As a Site Reliability Engineer, we know that you are passionate about seamless uptime. You delight in building tools to automate routine tasks and constantly seek new ways to improve system performance. If you also want to join a fast-growing startup, work with friendly people, and play with some cool tech, you found the right place!
What you'll be doing:
Our core technology is Java on Linux using open source technology throughout the stack. The Java engine runs and stores all data in RAM for super high performance while staying safe with transaction logs and auto recovery. The office is Macs with a few Windows holdouts. You decide which works best for you.
Utilize your skills in automation, replication and scaling to manage the production cloud in our worldwide data centers
Write scripts in Ruby, Python, Perl, etc. To build custom tools for automation, replication and scaling
Build tools to monitor and provide metrics on our systems
Perform Linux system administration (DNS, NFS, RPM, Apache, Raid, etc.)

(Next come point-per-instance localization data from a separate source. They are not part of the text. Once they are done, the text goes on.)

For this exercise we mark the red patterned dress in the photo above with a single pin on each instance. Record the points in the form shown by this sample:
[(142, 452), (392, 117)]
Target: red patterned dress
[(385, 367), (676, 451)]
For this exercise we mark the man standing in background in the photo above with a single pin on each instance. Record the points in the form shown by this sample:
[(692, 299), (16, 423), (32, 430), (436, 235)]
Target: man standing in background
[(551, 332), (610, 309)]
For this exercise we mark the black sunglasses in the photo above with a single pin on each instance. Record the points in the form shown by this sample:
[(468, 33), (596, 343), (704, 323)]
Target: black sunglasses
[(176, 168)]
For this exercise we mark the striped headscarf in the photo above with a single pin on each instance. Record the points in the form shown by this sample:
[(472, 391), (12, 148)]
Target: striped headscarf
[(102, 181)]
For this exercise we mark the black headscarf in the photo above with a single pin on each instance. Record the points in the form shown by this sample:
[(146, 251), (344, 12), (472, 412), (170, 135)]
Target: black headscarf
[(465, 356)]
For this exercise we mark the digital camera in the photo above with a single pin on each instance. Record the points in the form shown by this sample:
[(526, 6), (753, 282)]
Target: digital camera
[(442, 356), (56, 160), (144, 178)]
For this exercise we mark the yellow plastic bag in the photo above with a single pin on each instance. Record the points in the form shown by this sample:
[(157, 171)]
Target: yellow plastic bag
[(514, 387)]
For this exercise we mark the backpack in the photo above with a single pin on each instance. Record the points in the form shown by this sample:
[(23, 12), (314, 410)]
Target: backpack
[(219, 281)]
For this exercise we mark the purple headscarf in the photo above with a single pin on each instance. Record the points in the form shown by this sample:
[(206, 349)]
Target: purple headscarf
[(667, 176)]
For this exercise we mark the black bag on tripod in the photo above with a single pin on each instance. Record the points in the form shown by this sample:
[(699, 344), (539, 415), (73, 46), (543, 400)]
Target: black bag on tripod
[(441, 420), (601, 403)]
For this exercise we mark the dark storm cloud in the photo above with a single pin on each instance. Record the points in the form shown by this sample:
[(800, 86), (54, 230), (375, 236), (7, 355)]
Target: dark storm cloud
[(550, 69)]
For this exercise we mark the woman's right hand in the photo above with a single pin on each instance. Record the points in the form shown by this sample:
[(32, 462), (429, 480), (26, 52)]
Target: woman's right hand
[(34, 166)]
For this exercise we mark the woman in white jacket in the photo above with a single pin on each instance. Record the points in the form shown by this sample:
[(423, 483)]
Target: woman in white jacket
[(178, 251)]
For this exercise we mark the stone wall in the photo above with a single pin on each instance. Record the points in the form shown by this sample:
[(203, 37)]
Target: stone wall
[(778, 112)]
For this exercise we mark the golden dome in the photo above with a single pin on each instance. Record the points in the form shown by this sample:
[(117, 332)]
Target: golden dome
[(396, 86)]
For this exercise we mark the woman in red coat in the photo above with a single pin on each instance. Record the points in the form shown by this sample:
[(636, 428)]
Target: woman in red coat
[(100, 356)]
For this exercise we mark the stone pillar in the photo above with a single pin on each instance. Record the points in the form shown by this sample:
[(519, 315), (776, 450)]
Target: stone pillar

Extend the existing automation we have in place and making things even easier to use.
Support Product Development Teams
Lead Release deployments and participate in revising software design to scale and prevent against failures
Ensure compliance with various best practices.
Adhere to compliance standards in the development and operations spaces as guided by security.
Participate in on-call rotation
Work in a customer facing production environment
More about you:
B.S. In Computer Science and 3 + years relevant experience OR 10+ years equivalent experience supporting production platforms using the following skills:
Automation using tools such as Chef and Rundeck
Programming in any of the following: Ruby, Python, Perl, BASH
Multi Data center management, replication, scaling.
Middleware software such as HA Proxy, Consul, Terraform or equivalent architectures
Java applications including JVM performance and tuning
Metrics and monitoring - writing custom tools and familiar with open source options.
Linux administration - DNS, NFS, RPM, Apache, Raid, etc.